Here’s the link — I think the page is continually updated so the above text will change.
Few people are thinking at the level they need to — and I’m not talking about high, lofty theories. I’m talking low — street level, in the neighborhoods.
How often have you EVER heard a conversation discussing a) effective and far-reaching ways to get info to people AROUND the media, b) what the best political campaigns actually do to reach voters, c) what it is that the tea partiers do, don’t do, and should do?
On a weekly basis I still hear from people expressing despair, or giving up — especially on Illinois. That’s understandable on a number of levels.
First, they still aren’t seeing the kind of leadership we’re going to need to turn the country around.
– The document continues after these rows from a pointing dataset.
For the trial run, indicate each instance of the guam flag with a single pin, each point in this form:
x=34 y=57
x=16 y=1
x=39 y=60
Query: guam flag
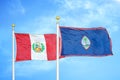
x=85 y=42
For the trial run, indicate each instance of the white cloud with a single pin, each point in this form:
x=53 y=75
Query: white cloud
x=117 y=1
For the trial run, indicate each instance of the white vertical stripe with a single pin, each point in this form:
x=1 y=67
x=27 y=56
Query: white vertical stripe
x=40 y=40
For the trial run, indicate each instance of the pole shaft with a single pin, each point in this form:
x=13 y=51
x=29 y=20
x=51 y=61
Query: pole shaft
x=13 y=54
x=57 y=62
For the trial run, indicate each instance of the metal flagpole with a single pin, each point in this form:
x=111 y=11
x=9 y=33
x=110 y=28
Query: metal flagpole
x=13 y=54
x=57 y=62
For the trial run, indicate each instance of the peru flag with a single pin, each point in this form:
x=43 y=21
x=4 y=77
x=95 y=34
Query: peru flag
x=35 y=47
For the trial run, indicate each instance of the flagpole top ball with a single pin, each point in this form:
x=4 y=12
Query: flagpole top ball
x=57 y=17
x=13 y=25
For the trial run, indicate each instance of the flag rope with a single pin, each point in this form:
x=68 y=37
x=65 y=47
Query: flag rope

Second, they don’t know how they can practically make a difference. Third, when they do participate, the activities lead to incredible frustration, often because they’re alone, often because of the low caliber of the people they encounter who populate the Republican Party — especially in Illinois.
Everything is going to be frustrating until our side gets serious about entering the information war. Our researches and thinkers and commentators produce the kind of ammo that should bring victory — unfortunately that ammo isn’t used in anything but a micro capacity. As I’ve written often, even those with a sizable audience mostly just reach the choir.
Meanwhile, the uninformed and misinformed continue on their merry way, answering poll takers like the low information voters they are. Hey, none of this is fun to read or write, but as I recently read on a sign outside a church, “If the truth hurts, that means it’s working.”
Our side can learn macro-communications, but it’ll require creativity, innovation, and the activity of a lot of people at the state and local level. We can’t wait for National Review, the Heritage Foundation, or our elected officials to figure out that we’re not reaching enough people. Leadership will have to come from lower levels. From the streets. From the neighborhoods. But even those efforts will require leadership. But I repeat myself.